Sulham and Pangbourne AreaWalks in my local area just west of Reading. Autumn 2009
It is rare to see snow in any quantity here, but yesterday the shortest day of the year, we had the excitement and turmoil of six inches of snow. Traffic chaos ensued, with some drivers taking eight hours to travel ten miles. The steep hill on which I live is still impassable, and walking proved the best mode of transport.
I am glad that I have some snow scenes to round off the year. I covered much the same route as in the last posting, snow makes such a difference to how everything looks. What previously looked like just 'a tree' becomes an exciting sculpture.
The snow on the trees was magnificent, but the sun was soon strong enough to start to melt it, and the effect is short-lived.
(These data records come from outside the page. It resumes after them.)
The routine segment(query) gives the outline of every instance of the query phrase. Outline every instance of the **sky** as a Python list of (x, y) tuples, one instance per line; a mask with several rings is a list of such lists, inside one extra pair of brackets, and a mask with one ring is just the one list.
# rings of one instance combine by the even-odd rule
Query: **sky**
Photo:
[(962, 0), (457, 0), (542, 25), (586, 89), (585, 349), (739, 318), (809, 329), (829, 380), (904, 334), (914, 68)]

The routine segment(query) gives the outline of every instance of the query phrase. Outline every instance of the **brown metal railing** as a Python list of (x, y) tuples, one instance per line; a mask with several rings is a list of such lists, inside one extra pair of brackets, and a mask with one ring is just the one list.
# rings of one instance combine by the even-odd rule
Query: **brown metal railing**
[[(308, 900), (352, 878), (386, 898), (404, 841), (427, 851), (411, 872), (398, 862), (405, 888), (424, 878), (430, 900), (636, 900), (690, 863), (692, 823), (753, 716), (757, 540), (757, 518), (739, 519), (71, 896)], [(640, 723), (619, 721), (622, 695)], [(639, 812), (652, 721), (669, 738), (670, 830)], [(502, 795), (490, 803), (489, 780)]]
The path looks like it is the way to Narnia - it disappears into the hedge and is gone.
If there is only a dusting of snow it may not even reach the woodland floor, but with the large quantity yesterday, the interior of the Sulham Woods was quite magical.
Buildings were looking good in the snow and sunshine.
Before the sun got to work on the snow, the trees look magnificently frosted.
Close up, the 'cotton wool' in the trees was rapidly melting.
Nunhide Lane was passable by 4x4 vehicles only.
It was looking far more appealing than usual.
The views to the snowy woods were best.
Wildlife, as one might expect, was rarely to be seen, apart from one or two birds. Most of these were literally sun bathing on branches exposed to the relatively warm winter sun.
I know that I am not supposed to take pictures into the sun, but this has come out OK.
On the north side of trees the sun had not yet melted the snow. Some interesting shapes and patterns are highlighted by the alternating dark and light.
Far too many snowy scenes to include in this post - here is one last view, or two.
Regretfully as the brief daylight was fading I returned back home. My garden still has some firethorn berries for the blackbirds to feed on.